Responses are returned in JSON format, and you can use the Microsoft Graph SDK to build and parse requests. Alternatively, tools like Kiota generate libraries for specific endpoints, giving you the tools to build your own Copilot usage analytics applications and dashboards.

Ground your AI applications with enterprise data

The latest endpoint to get a public preview is the Retrieval API, which simplifies the process of bringing your enterprise content—and the resulting enterprise knowledge—into your AI applications using tools like Semantic Kernel or Copilot Studio. Like the other APIs, it’s designed to work inside the Microsoft Graph security perimeter, ensuring that users get answers based on their own authorizations.

You can use the API to build AI applications without adding complexity; there’s no need for vector indexes or a separate query environment. Instead, you build on Microsoft’s own semantic index, which powers the enterprise search features built into the platform. This reduces the workload needed to build RAG connections, so you can concentrate on the content you want to surface in your applications without having to spend time thinking about nearest-neighbor search algorithms.

By building on the Microsoft Graph’s SharePoint heritage, you’re able to quickly surface relevant content, reducing the risk of generating hallucinations and errors by focusing operations on specific content and in specific domains. An AI application for the legal team can build on data in the libraries and lists they use, while the sales team will be able to work with historical bids and terms.

Like other Microsoft Graph calls, the retrieval API uses HTTP calls with requests embedded in the JSON body of a POST. This includes a query string of up to 1,500 characters, a list of SharePoint or connector data sources, as well as Kusto Query Language (KQL) format filters, and the required number of results. Filters are a powerful tool to choose documents with specific metadata, for example, from a single author or associated with a specific project or customer. Filter expressions use KQL and work with any document property.

Responses are returned in a JSON document. This holds links to source documents along with relevant text extracts. You can define the metadata that’s returned, too, for example, providing any sensitivity labels. The same procedure works for SharePoint and for Copilot connectors to external data sources, so you can bring in data from tools like ServiceNow or Jira. Working with connectors helps bring in other knowledge sources and allows you to tie agent workflows to service tickets and the like. Filters can target specific sites and services, locking down to one or selecting several sources.

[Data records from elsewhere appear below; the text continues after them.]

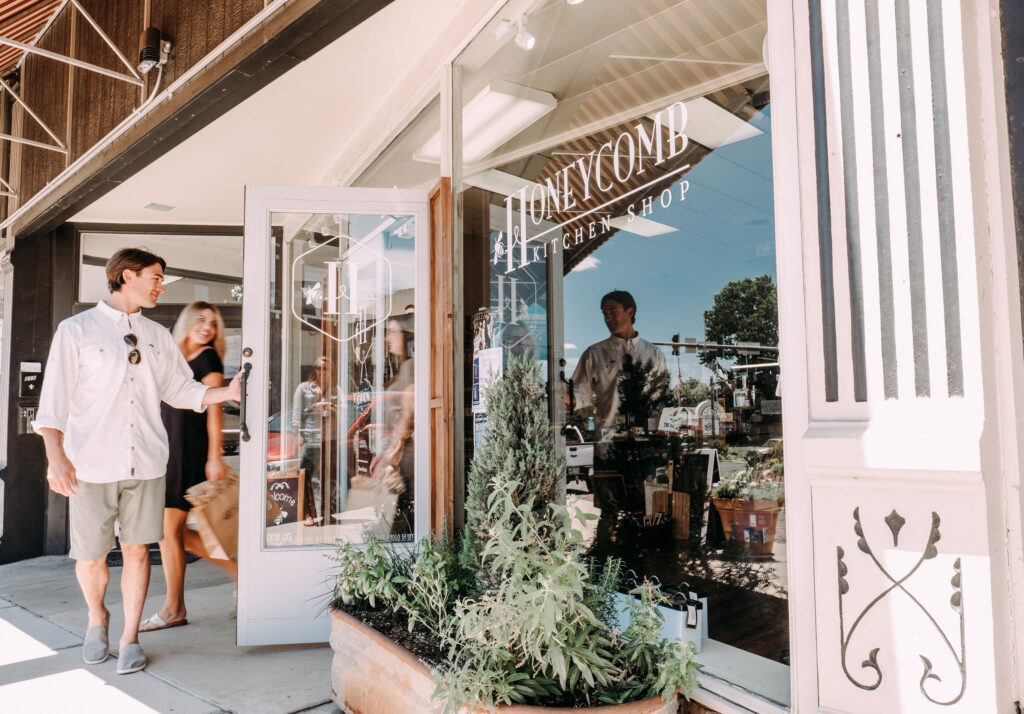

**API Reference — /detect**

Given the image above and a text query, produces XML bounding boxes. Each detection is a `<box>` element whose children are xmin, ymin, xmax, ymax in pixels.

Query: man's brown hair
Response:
<box><xmin>106</xmin><ymin>248</ymin><xmax>167</xmax><ymax>293</ymax></box>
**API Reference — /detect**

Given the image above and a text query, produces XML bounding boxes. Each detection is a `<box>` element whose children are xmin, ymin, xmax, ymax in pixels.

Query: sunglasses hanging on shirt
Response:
<box><xmin>124</xmin><ymin>332</ymin><xmax>142</xmax><ymax>365</ymax></box>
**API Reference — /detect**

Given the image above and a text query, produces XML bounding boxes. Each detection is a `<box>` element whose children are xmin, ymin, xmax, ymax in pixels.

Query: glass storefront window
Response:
<box><xmin>78</xmin><ymin>232</ymin><xmax>242</xmax><ymax>305</ymax></box>
<box><xmin>265</xmin><ymin>212</ymin><xmax>416</xmax><ymax>547</ymax></box>
<box><xmin>457</xmin><ymin>0</ymin><xmax>788</xmax><ymax>699</ymax></box>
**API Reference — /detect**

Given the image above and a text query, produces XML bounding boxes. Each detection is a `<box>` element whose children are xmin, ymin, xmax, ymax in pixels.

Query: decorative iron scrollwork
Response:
<box><xmin>836</xmin><ymin>507</ymin><xmax>967</xmax><ymax>706</ymax></box>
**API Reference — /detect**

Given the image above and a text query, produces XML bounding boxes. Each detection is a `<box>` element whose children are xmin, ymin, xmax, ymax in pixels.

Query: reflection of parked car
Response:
<box><xmin>563</xmin><ymin>424</ymin><xmax>594</xmax><ymax>490</ymax></box>
<box><xmin>745</xmin><ymin>437</ymin><xmax>782</xmax><ymax>466</ymax></box>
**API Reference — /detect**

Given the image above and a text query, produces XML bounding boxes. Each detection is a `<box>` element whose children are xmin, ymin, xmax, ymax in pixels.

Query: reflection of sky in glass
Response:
<box><xmin>565</xmin><ymin>108</ymin><xmax>775</xmax><ymax>381</ymax></box>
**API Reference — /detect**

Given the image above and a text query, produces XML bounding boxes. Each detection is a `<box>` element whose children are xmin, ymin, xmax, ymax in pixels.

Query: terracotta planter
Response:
<box><xmin>331</xmin><ymin>610</ymin><xmax>679</xmax><ymax>714</ymax></box>
<box><xmin>712</xmin><ymin>498</ymin><xmax>781</xmax><ymax>557</ymax></box>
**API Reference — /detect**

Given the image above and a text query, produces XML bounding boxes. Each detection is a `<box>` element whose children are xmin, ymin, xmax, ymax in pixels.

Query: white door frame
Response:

One useful aspect of the retrieval API is its support for JSON batching. A single call can embed multiple queries, up to 20. This approach allows you to mix SharePoint and connector queries in a single call, as well as different permutations of the same query. Requests are given separate IDs, and responses are assigned to the same IDs. If you’ve used Microsoft Graph, this approach will be familiar, as it uses the existing JSON batch feature.

Build queries in C#

If you don’t want to handcraft API calls, Microsoft is developing an open source client library with versions for C#, TypeScript, and Python. Current versions of all three are available on GitHub, where you can report any issues. They will eventually be part of the Microsoft 365 Agents SDK and will be available via NuGet. The current beta release of the.NET tool can be installed via NuGet using the.NET CLI or PowerShell.

Once installed, the client library works with Azure’s identity provider to authorize access to the Microsoft Graph. You can define tenants, data sources, and query strings. The response will be stored in a Results object and can then be read back and used as needed. You can use that data as part of an LLM orchestration with your choice of tools.

Using data stored in the Microsoft Graph to both ground and personalize your AI applications makes a lot of sense. SharePoint has long been a place where libraries and lists let us structure unstructured data, while OneDrive is an often-overlooked source of corporate knowledge. Combining these new APIs with LLM orchestration should provide both essential security and effective grounding, using your own data to power agents and conversational user interfaces.